Zweisprachige Podiumsdiskussion zum Fremdsprachenunterricht (F-D) des Instituts für Mehrsprachigkeit. Videokonferenz (09.11.2020)

Viele Rahmendokumente und Lehrpläne formulieren pädagogische Ziele im Bereich der Unterstützung und Förderung der sprachlichen Vielfalt in der Schule. Gleichzeitig wird in der Deutschdidaktik in der Deutschschweiz wie auch in sprachenrechtlichen Grundlagentexten ein Faktor sprachlicher Vielfalt, das Schweizerdeutsche, explizit oder implizit zurückgebunden. In den Genfer Schulen dagegen wird im Rahmen des Deutschunterrichts auch das Schweizerdeutsche thematisiert. Welchen Platz sollen die Dialekte in einer mehrsprachigen Schule in den verschiedenen Landesteilen einnehmen? Sollten sie systematisch(er) unterrichtet werden oder sollte die Standardsprache klar priorisiert werden?

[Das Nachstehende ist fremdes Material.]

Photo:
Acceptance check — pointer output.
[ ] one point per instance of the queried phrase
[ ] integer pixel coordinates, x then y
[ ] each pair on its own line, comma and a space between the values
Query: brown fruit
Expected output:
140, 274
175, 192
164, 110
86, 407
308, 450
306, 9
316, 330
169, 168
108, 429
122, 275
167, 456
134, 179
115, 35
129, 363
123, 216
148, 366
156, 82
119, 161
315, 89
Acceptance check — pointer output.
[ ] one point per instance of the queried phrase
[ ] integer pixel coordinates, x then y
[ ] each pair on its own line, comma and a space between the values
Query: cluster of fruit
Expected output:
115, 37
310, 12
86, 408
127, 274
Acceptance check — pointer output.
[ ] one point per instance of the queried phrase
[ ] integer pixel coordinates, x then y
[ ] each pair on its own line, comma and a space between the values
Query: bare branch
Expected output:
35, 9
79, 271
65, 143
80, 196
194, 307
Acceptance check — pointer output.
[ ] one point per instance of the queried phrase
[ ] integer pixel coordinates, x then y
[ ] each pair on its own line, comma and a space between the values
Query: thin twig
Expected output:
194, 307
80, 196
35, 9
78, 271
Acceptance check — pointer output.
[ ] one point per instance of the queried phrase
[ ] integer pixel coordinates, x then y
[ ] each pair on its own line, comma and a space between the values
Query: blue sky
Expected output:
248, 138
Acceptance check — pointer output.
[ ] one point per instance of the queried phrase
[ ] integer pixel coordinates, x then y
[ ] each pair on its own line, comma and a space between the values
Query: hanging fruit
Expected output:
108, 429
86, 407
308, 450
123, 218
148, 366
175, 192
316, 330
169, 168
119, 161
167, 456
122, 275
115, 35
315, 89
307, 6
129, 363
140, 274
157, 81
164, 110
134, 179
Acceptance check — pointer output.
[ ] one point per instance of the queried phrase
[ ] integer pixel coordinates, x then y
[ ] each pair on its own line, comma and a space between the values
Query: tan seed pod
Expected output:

Was können wir aus den Debatten rund um Schule und Schweizerdeutsch über Schulsprachenpolitik lernen?

Silvia Naudin (enseignante & DIP Genève) | Walter Rützler (PHZH) | Ingo Thonhauser (HEPVD) | Katharina Schärer (Primarschullehrerin, Kanton AG) Modération: Raphael Berthele (IdP)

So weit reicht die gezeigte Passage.